How do omega-3 fatty acids aid in weight loss? A scientific analysis of good fats for fat reduction.
Good Fats for Fat Loss – Omega-3 Fatty Acids
To better manage weight loss, we should increase our intake of omega-3 fatty acids in our daily diet. Numerous studies have confirmed the benefits of omega-3 fatty acids, including protecting against heart disease, lowering blood lipids, preventing dementia, relieving depression, and improving rheumatoid arthritis, among others. They also have anti-inflammatory and metabolism-boosting effects, which is why they are also called "slimming oils."
For women who care about their appearance, omega-3 fatty acids can also help regulate hormone balance, suppress skin inflammation, and prevent acne and improve skin redness and roughness from within. Therefore, omega-3 fatty acids are one of the few good dietary fat choices for maintaining smooth and firm skin. However, most women have a serious deficiency in omega-3 fatty acid intake, especially those who live inland.
Omega-3 fatty acids are essential fatty acids for the human body, mainly including three types: ALA (alpha-linolenic acid), EPA (eicosapentaenoic acid), and DHA (docosahexaenoic acid).
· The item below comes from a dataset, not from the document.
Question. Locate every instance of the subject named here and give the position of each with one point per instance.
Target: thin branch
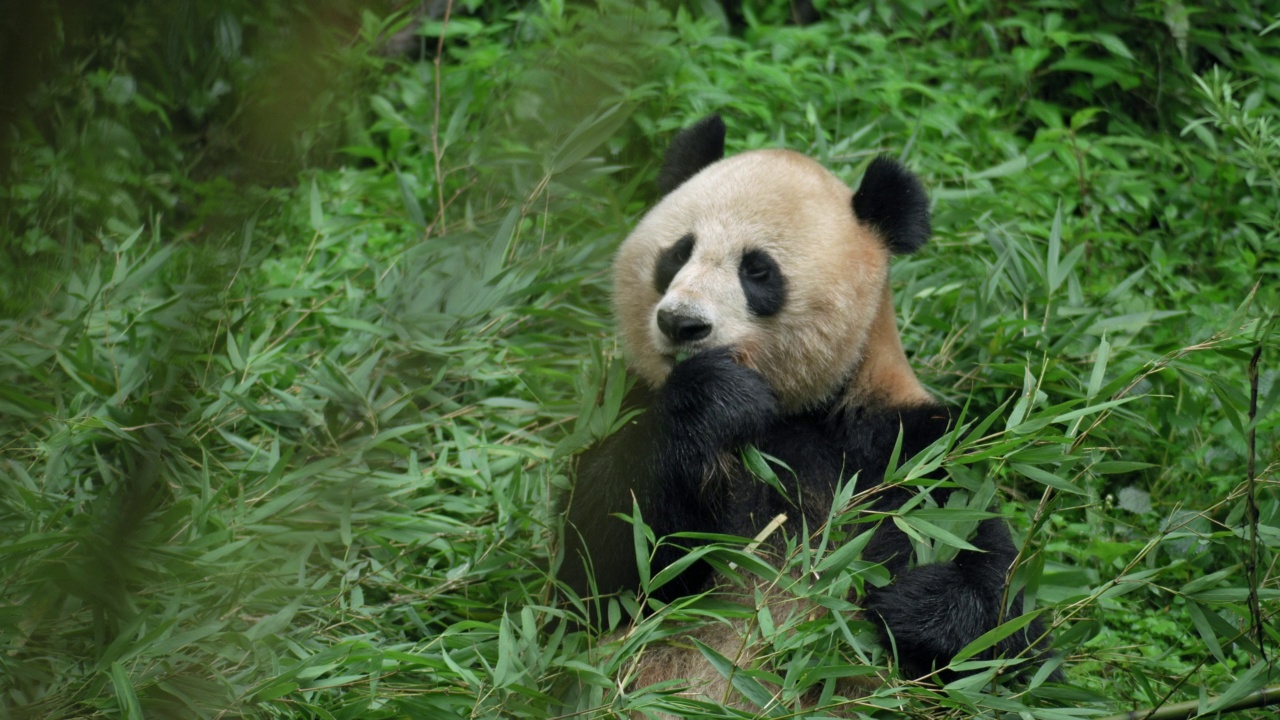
(435, 118)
ALA is a medium-chain omega-3 fatty acid, mainly found in flaxseed, chia seeds, walnuts, and rapeseed oil. Green leafy vegetables also contain small amounts of ALA. Compared to ALA, the long-chain omega-3 fatty acids EPA and DHA are more beneficial to the human body. Studies have shown that people with higher EPA and DHA intake have a lower risk of heart disease, diabetes, and obesity. The best dietary sources of EPA and DHA are cold-water fatty fish, such as sardines, mackerel, salmon, anchovies, tuna (which has a high mercury content and should be avoided), and oysters. Grass-fed beef and lamb, free-range chicken eggs, and seafood such as shrimp, squid, mussels, and scallops also contain small amounts of long-chain omega-3 fatty acids. In addition, algae contain DHA, which is the only plant source of long-chain omega-3 fatty acids. However, because omega-3 fatty acids are unsaturated fatty acids, they are easily oxidized. Therefore, the omega-3 fatty acids in foods like dried fish, deep-fried fish, and grilled fish have mostly been oxidized and lost. Therefore, I recommend eating sashimi or foods prepared by steaming, boiling, or low-temperature stir-frying and grilling.